New and updated features of this title

  • NEW: Chapters in this edition feature expanded coverage of probabilistic programming (Ch. 15); multiagent decision making (Ch. 18 with Michael Wooldridge); deep learning (Ch. 21 with Ian Goodfellow); and deep learning for natural language processing (Ch. 24 with Jacob Devlin and Mei-Wing Chang).
  • UPDATED: Definition of AI systems is generalized to assume that the intelligent agent may be uncertain about the true objectives of the human(s) on whose behalf it operates.
  • UPDATED: Machine learning coverage. Robotics material is significantly enhanced to include robots that interact with humans and the application of reinforcement learning to robotics.
  • NEW: Sections address topics such as causality (by Judea Pearl); Monte Carlo search for games and robotics; transfer learning for deep learning in general and for natural language; privacy; fairness; the future of work; and safe AI.
  • NEW: Recent advances in AI applications receive extensive coverage.
  • UPDATED: Coverage of the impact of deep learning methods on the fields of computer vision, natural language understanding, and speech recognition.
  1. Introduction
  2. Intelligent Agents
  3. Solving Problems by Searching
  4. Search in Complex Environments
  5. Adversarial Search and Games
  6. Constraint Satisfaction Problems
  7. Logical Agents
  8. First-Order Logic
  9. Inference in First-Order Logic
  10. Knowledge Representation
  11. Automated Planning
  12. Quantifying Uncertainty
  13. Probabilistic Reasoning
  14. Probabilistic Reasoning over Time
  15. Probabilistic Programming
  16. Making Simple Decisions
  17. Making Complex Decisions
  18. Multiagent Decision Making
  19. Learning from Examples
  20. Learning Probabilistic Models
  21. Deep Learning
  22. Reinforcement Learning
  23. Natural Language Processing
  24. Deep Learning for Natural Language Processing
  25. Robotics
  26. Philosophy and Ethics of AI
  27. The Future of AI

About our authors

Stuart Russell was born in 1962 in Portsmouth, England. He received his B.A. with first-class honours in physics from Oxford University in 1982, and his Ph.D. in computer science from Stanford in 1986. He then joined the faculty of the University of California at Berkeley, where he is a professor and former chair of computer science, director of the Center for Human-Compatible AI, and holder of the Smith–Zadeh Chair in Engineering. In 1990, he received the Presidential Young Investigator Award of the National Science Foundation, and in 1995 he was co-winner of the Computers and Thought Award. He is a Fellow of the American Association for Artificial Intelligence, the Association for Computing Machinery, and the American Association for the Advancement of Science, and Honorary Fellow of Wadham College, Oxford, and an Andrew Carnegie Fellow. He held the Chaire Blaise Pascal in Paris from 2012 to 2014. He has published over 300 papers on a wide range of topics in artificial intelligence. His other books include: The Use of Knowledge in Analogy and Induction, Do the Right Thing: Studies in Limited Rationality (with Eric Wefald), and Human Compatible: Artificial Intelligence and the Problem of Control.

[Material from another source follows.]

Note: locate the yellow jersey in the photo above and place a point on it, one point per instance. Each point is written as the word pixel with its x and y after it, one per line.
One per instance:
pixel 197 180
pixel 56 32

Peter Norvig is currently Director of Research at Google, Inc., and was the director responsible for the core Web search algorithms from 2002 to 2005. He is a Fellow of the American Association for Artificial Intelligence and the Association for Computing Machinery. Previously, he was head of the Computational Sciences Division at NASA Ames Research Center, where he oversaw NASA's research and development in artificial intelligence and robotics, and chief scientist at Junglee, where he helped develop one of the first Internet information extraction services. He received a B.S. in applied mathematics from Brown University and a Ph.D. in computer science from the University of California at Berkeley. He received the Distinguished Alumni and Engineering Innovation awards from Berkeley and the Exceptional Achievement Medal from NASA. He has been a professor at the University of Southern California and a research faculty member at Berkeley. His other books are: Paradigms of AI Programming: Case Studies in Common Lisp, Verbmobil: A Translation System for Face-to-Face Dialog, and Intelligent Help Systems for UNIX.

The two authors shared the inaugural AAAI/EAAI Outstanding Educator award in 2016.